The only way to defeat an epidemic is to trust that each of us have the well being of one another in mind, and that we will do what we can to care for those in need, whether they be sick, financially insecure, or worried about their business or endeavors in life. It requires more than the assertion that I have to right to do this or that thing, regardless of any other consequence. It requires me to see beyond my selfish rights, to see that this isn’t about me, but about all of us, together.

The automatic fallback of rights language is the language of a people who have forgotten how to care for one another beyond our mere legally coerced obligations. It is the sign of people who no longer have the moral imagination or vocabulary to create a community predicated on learning how to act with judgement and restraint, rather than with unrestrained consumption and self-fulfillment.

Stanley Hauerwas writes in The Work of Theology, “appeals to rights threaten to replace first-order moral descriptions in a manner that makes us less able to make the moral discrimination that we depend upon to be morally wise.” What he means here is that some situations require to think beyond the legal rights we are owed by the state and one another. Some situations aren’t going to be solved or made better by a deeper understanding of your personal right to do what you want whenever you want.

To put it mildly, viruses don’t give a damn about your rights. You can’t spout Constitutional truisms at coronavirus. You can’t sue Covid-19 into retreat.

Instead, we have to be able to set aside appeals to our rights to do certain things, and recognize the moral imperative of acting in a way that shows our values – namely, our concern for the vulnerable, for our neighbors, and for the good of a society that can in turn protect your rights in the proper arenas.

Because your right to do something doesn’t do you much good if we’re all dead.

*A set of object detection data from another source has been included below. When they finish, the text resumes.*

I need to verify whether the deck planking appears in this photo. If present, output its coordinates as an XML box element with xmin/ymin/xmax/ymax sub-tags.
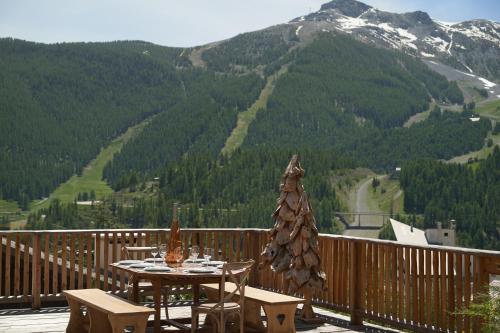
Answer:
<box><xmin>0</xmin><ymin>302</ymin><xmax>400</xmax><ymax>333</ymax></box>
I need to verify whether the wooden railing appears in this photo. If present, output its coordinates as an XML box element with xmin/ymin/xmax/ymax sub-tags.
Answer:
<box><xmin>0</xmin><ymin>229</ymin><xmax>500</xmax><ymax>332</ymax></box>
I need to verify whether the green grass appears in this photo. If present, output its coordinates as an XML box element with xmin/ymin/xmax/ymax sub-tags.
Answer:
<box><xmin>474</xmin><ymin>100</ymin><xmax>500</xmax><ymax>121</ymax></box>
<box><xmin>448</xmin><ymin>100</ymin><xmax>500</xmax><ymax>164</ymax></box>
<box><xmin>370</xmin><ymin>176</ymin><xmax>404</xmax><ymax>214</ymax></box>
<box><xmin>0</xmin><ymin>200</ymin><xmax>19</xmax><ymax>214</ymax></box>
<box><xmin>30</xmin><ymin>116</ymin><xmax>154</xmax><ymax>211</ymax></box>
<box><xmin>222</xmin><ymin>66</ymin><xmax>287</xmax><ymax>155</ymax></box>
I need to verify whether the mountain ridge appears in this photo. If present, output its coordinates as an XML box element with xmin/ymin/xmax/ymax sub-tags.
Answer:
<box><xmin>288</xmin><ymin>0</ymin><xmax>500</xmax><ymax>80</ymax></box>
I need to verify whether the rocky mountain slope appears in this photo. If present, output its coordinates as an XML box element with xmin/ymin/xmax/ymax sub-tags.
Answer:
<box><xmin>289</xmin><ymin>0</ymin><xmax>500</xmax><ymax>80</ymax></box>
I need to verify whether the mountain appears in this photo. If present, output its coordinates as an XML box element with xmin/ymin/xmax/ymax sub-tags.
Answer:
<box><xmin>290</xmin><ymin>0</ymin><xmax>500</xmax><ymax>80</ymax></box>
<box><xmin>0</xmin><ymin>0</ymin><xmax>494</xmax><ymax>207</ymax></box>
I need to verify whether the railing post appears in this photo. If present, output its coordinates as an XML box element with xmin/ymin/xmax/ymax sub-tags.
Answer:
<box><xmin>31</xmin><ymin>233</ymin><xmax>40</xmax><ymax>309</ymax></box>
<box><xmin>349</xmin><ymin>241</ymin><xmax>364</xmax><ymax>325</ymax></box>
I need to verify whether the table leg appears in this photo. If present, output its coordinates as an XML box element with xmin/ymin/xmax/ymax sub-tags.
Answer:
<box><xmin>66</xmin><ymin>297</ymin><xmax>85</xmax><ymax>333</ymax></box>
<box><xmin>151</xmin><ymin>279</ymin><xmax>161</xmax><ymax>333</ymax></box>
<box><xmin>193</xmin><ymin>284</ymin><xmax>200</xmax><ymax>305</ymax></box>
<box><xmin>132</xmin><ymin>274</ymin><xmax>139</xmax><ymax>303</ymax></box>
<box><xmin>262</xmin><ymin>304</ymin><xmax>297</xmax><ymax>333</ymax></box>
<box><xmin>192</xmin><ymin>284</ymin><xmax>200</xmax><ymax>327</ymax></box>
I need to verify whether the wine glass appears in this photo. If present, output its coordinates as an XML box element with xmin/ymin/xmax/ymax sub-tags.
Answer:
<box><xmin>174</xmin><ymin>246</ymin><xmax>183</xmax><ymax>267</ymax></box>
<box><xmin>150</xmin><ymin>244</ymin><xmax>159</xmax><ymax>265</ymax></box>
<box><xmin>158</xmin><ymin>244</ymin><xmax>167</xmax><ymax>265</ymax></box>
<box><xmin>189</xmin><ymin>245</ymin><xmax>200</xmax><ymax>263</ymax></box>
<box><xmin>203</xmin><ymin>247</ymin><xmax>214</xmax><ymax>265</ymax></box>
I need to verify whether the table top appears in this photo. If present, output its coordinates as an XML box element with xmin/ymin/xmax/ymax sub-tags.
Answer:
<box><xmin>110</xmin><ymin>262</ymin><xmax>238</xmax><ymax>283</ymax></box>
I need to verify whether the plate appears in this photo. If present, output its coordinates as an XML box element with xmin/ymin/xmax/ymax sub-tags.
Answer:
<box><xmin>186</xmin><ymin>267</ymin><xmax>215</xmax><ymax>273</ymax></box>
<box><xmin>128</xmin><ymin>261</ymin><xmax>154</xmax><ymax>268</ymax></box>
<box><xmin>144</xmin><ymin>258</ymin><xmax>163</xmax><ymax>262</ymax></box>
<box><xmin>144</xmin><ymin>266</ymin><xmax>174</xmax><ymax>272</ymax></box>
<box><xmin>201</xmin><ymin>260</ymin><xmax>225</xmax><ymax>267</ymax></box>
<box><xmin>118</xmin><ymin>260</ymin><xmax>142</xmax><ymax>266</ymax></box>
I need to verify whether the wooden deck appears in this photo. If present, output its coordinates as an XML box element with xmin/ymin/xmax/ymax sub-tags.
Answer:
<box><xmin>0</xmin><ymin>303</ymin><xmax>400</xmax><ymax>333</ymax></box>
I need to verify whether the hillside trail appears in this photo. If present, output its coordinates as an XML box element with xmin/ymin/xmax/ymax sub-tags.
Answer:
<box><xmin>221</xmin><ymin>64</ymin><xmax>288</xmax><ymax>155</ymax></box>
<box><xmin>344</xmin><ymin>175</ymin><xmax>388</xmax><ymax>238</ymax></box>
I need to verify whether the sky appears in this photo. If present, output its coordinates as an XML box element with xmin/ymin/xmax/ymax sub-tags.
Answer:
<box><xmin>0</xmin><ymin>0</ymin><xmax>500</xmax><ymax>47</ymax></box>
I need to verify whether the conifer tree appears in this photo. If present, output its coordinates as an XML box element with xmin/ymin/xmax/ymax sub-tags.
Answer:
<box><xmin>261</xmin><ymin>155</ymin><xmax>326</xmax><ymax>319</ymax></box>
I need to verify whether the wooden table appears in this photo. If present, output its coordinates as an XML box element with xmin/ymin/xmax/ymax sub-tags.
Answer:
<box><xmin>110</xmin><ymin>263</ymin><xmax>232</xmax><ymax>333</ymax></box>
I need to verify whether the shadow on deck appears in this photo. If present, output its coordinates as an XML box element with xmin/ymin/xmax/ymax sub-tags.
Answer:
<box><xmin>0</xmin><ymin>302</ymin><xmax>399</xmax><ymax>333</ymax></box>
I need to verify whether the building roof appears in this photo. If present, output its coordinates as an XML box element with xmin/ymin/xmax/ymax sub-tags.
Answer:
<box><xmin>389</xmin><ymin>219</ymin><xmax>429</xmax><ymax>245</ymax></box>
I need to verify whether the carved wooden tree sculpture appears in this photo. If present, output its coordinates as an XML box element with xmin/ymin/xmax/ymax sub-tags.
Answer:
<box><xmin>261</xmin><ymin>155</ymin><xmax>325</xmax><ymax>320</ymax></box>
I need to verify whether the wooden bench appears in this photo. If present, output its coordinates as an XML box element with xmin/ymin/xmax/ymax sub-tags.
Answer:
<box><xmin>63</xmin><ymin>289</ymin><xmax>155</xmax><ymax>333</ymax></box>
<box><xmin>201</xmin><ymin>282</ymin><xmax>304</xmax><ymax>333</ymax></box>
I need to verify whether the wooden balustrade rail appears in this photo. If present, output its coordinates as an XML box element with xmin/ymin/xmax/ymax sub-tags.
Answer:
<box><xmin>0</xmin><ymin>229</ymin><xmax>500</xmax><ymax>332</ymax></box>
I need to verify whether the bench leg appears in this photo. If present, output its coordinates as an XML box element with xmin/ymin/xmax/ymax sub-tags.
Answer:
<box><xmin>262</xmin><ymin>304</ymin><xmax>297</xmax><ymax>333</ymax></box>
<box><xmin>87</xmin><ymin>307</ymin><xmax>111</xmax><ymax>333</ymax></box>
<box><xmin>108</xmin><ymin>314</ymin><xmax>149</xmax><ymax>333</ymax></box>
<box><xmin>66</xmin><ymin>297</ymin><xmax>85</xmax><ymax>333</ymax></box>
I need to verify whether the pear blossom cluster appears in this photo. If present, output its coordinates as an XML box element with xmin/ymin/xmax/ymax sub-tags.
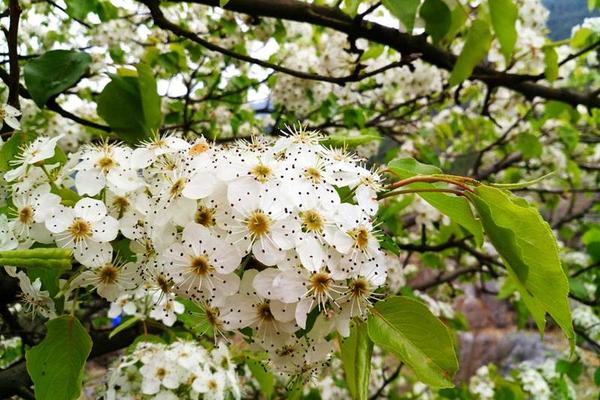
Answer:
<box><xmin>102</xmin><ymin>341</ymin><xmax>242</xmax><ymax>400</ymax></box>
<box><xmin>3</xmin><ymin>128</ymin><xmax>386</xmax><ymax>373</ymax></box>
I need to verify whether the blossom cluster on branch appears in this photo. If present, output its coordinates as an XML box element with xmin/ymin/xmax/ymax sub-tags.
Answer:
<box><xmin>4</xmin><ymin>128</ymin><xmax>386</xmax><ymax>373</ymax></box>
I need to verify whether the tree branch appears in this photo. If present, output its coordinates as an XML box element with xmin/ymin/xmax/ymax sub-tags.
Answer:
<box><xmin>138</xmin><ymin>0</ymin><xmax>600</xmax><ymax>108</ymax></box>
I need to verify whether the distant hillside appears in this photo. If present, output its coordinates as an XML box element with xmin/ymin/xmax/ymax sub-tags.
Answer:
<box><xmin>542</xmin><ymin>0</ymin><xmax>600</xmax><ymax>40</ymax></box>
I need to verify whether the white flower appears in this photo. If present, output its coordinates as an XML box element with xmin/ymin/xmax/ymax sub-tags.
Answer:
<box><xmin>4</xmin><ymin>135</ymin><xmax>64</xmax><ymax>182</ymax></box>
<box><xmin>45</xmin><ymin>198</ymin><xmax>119</xmax><ymax>265</ymax></box>
<box><xmin>17</xmin><ymin>271</ymin><xmax>56</xmax><ymax>318</ymax></box>
<box><xmin>0</xmin><ymin>214</ymin><xmax>19</xmax><ymax>251</ymax></box>
<box><xmin>140</xmin><ymin>356</ymin><xmax>181</xmax><ymax>394</ymax></box>
<box><xmin>74</xmin><ymin>143</ymin><xmax>143</xmax><ymax>196</ymax></box>
<box><xmin>0</xmin><ymin>104</ymin><xmax>21</xmax><ymax>129</ymax></box>
<box><xmin>71</xmin><ymin>249</ymin><xmax>138</xmax><ymax>301</ymax></box>
<box><xmin>219</xmin><ymin>269</ymin><xmax>296</xmax><ymax>348</ymax></box>
<box><xmin>217</xmin><ymin>194</ymin><xmax>300</xmax><ymax>265</ymax></box>
<box><xmin>12</xmin><ymin>183</ymin><xmax>60</xmax><ymax>243</ymax></box>
<box><xmin>160</xmin><ymin>224</ymin><xmax>242</xmax><ymax>304</ymax></box>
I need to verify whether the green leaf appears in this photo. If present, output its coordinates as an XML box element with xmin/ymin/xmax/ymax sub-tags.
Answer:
<box><xmin>0</xmin><ymin>131</ymin><xmax>35</xmax><ymax>172</ymax></box>
<box><xmin>23</xmin><ymin>50</ymin><xmax>92</xmax><ymax>108</ymax></box>
<box><xmin>136</xmin><ymin>64</ymin><xmax>162</xmax><ymax>133</ymax></box>
<box><xmin>489</xmin><ymin>171</ymin><xmax>554</xmax><ymax>190</ymax></box>
<box><xmin>446</xmin><ymin>2</ymin><xmax>468</xmax><ymax>40</ymax></box>
<box><xmin>517</xmin><ymin>132</ymin><xmax>543</xmax><ymax>160</ymax></box>
<box><xmin>65</xmin><ymin>0</ymin><xmax>98</xmax><ymax>20</ymax></box>
<box><xmin>108</xmin><ymin>316</ymin><xmax>140</xmax><ymax>339</ymax></box>
<box><xmin>543</xmin><ymin>46</ymin><xmax>558</xmax><ymax>82</ymax></box>
<box><xmin>321</xmin><ymin>134</ymin><xmax>381</xmax><ymax>148</ymax></box>
<box><xmin>340</xmin><ymin>322</ymin><xmax>373</xmax><ymax>400</ymax></box>
<box><xmin>177</xmin><ymin>298</ymin><xmax>213</xmax><ymax>336</ymax></box>
<box><xmin>25</xmin><ymin>315</ymin><xmax>92</xmax><ymax>400</ymax></box>
<box><xmin>246</xmin><ymin>358</ymin><xmax>275</xmax><ymax>399</ymax></box>
<box><xmin>570</xmin><ymin>28</ymin><xmax>594</xmax><ymax>49</ymax></box>
<box><xmin>388</xmin><ymin>157</ymin><xmax>483</xmax><ymax>246</ymax></box>
<box><xmin>383</xmin><ymin>0</ymin><xmax>421</xmax><ymax>33</ymax></box>
<box><xmin>468</xmin><ymin>185</ymin><xmax>574</xmax><ymax>344</ymax></box>
<box><xmin>419</xmin><ymin>0</ymin><xmax>452</xmax><ymax>44</ymax></box>
<box><xmin>98</xmin><ymin>64</ymin><xmax>162</xmax><ymax>144</ymax></box>
<box><xmin>0</xmin><ymin>247</ymin><xmax>73</xmax><ymax>269</ymax></box>
<box><xmin>488</xmin><ymin>0</ymin><xmax>519</xmax><ymax>63</ymax></box>
<box><xmin>558</xmin><ymin>125</ymin><xmax>579</xmax><ymax>152</ymax></box>
<box><xmin>448</xmin><ymin>19</ymin><xmax>492</xmax><ymax>86</ymax></box>
<box><xmin>368</xmin><ymin>296</ymin><xmax>458</xmax><ymax>387</ymax></box>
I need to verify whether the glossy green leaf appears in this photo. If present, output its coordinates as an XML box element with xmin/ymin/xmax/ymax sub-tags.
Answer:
<box><xmin>0</xmin><ymin>131</ymin><xmax>34</xmax><ymax>172</ymax></box>
<box><xmin>544</xmin><ymin>46</ymin><xmax>558</xmax><ymax>82</ymax></box>
<box><xmin>108</xmin><ymin>316</ymin><xmax>140</xmax><ymax>339</ymax></box>
<box><xmin>98</xmin><ymin>64</ymin><xmax>162</xmax><ymax>144</ymax></box>
<box><xmin>25</xmin><ymin>315</ymin><xmax>92</xmax><ymax>400</ymax></box>
<box><xmin>570</xmin><ymin>28</ymin><xmax>594</xmax><ymax>49</ymax></box>
<box><xmin>419</xmin><ymin>0</ymin><xmax>452</xmax><ymax>43</ymax></box>
<box><xmin>388</xmin><ymin>158</ymin><xmax>483</xmax><ymax>246</ymax></box>
<box><xmin>321</xmin><ymin>134</ymin><xmax>381</xmax><ymax>148</ymax></box>
<box><xmin>368</xmin><ymin>296</ymin><xmax>458</xmax><ymax>387</ymax></box>
<box><xmin>469</xmin><ymin>185</ymin><xmax>574</xmax><ymax>343</ymax></box>
<box><xmin>448</xmin><ymin>19</ymin><xmax>492</xmax><ymax>85</ymax></box>
<box><xmin>23</xmin><ymin>50</ymin><xmax>92</xmax><ymax>108</ymax></box>
<box><xmin>65</xmin><ymin>0</ymin><xmax>98</xmax><ymax>20</ymax></box>
<box><xmin>246</xmin><ymin>359</ymin><xmax>275</xmax><ymax>399</ymax></box>
<box><xmin>383</xmin><ymin>0</ymin><xmax>421</xmax><ymax>33</ymax></box>
<box><xmin>340</xmin><ymin>322</ymin><xmax>373</xmax><ymax>400</ymax></box>
<box><xmin>488</xmin><ymin>0</ymin><xmax>519</xmax><ymax>63</ymax></box>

The spread of coronavirus requires us to take extreme steps to protect ourselves and defeat it. Since it easily spreads through airborne particles, lays dormant for a period of time, doesn’t show symptoms in a large chunk of those infected, and is deadly to a wide range of people who get it, we must take the hard and costly step of limiting our contact with others until we know more about the virus, have widespread testing to tell who has it, and the ability to quash quickly and efficiently new outbreaks. We don’t have any of those things right now. So, social distancing is what is required. Yes, it is hard. Yes, our economy is going suffer. Yes, we are all going to be called upon to make sacrifices that seemed inconceivable as recently as two months ago. And yes, at times, you are going to feel that you are at unable to exercise your full suite of legal rights under our Constitution and our legal code.

But the alternative is so much worse.

Merely appealing to our liberty and our rights isn’t good enough. We have to think bigger than that.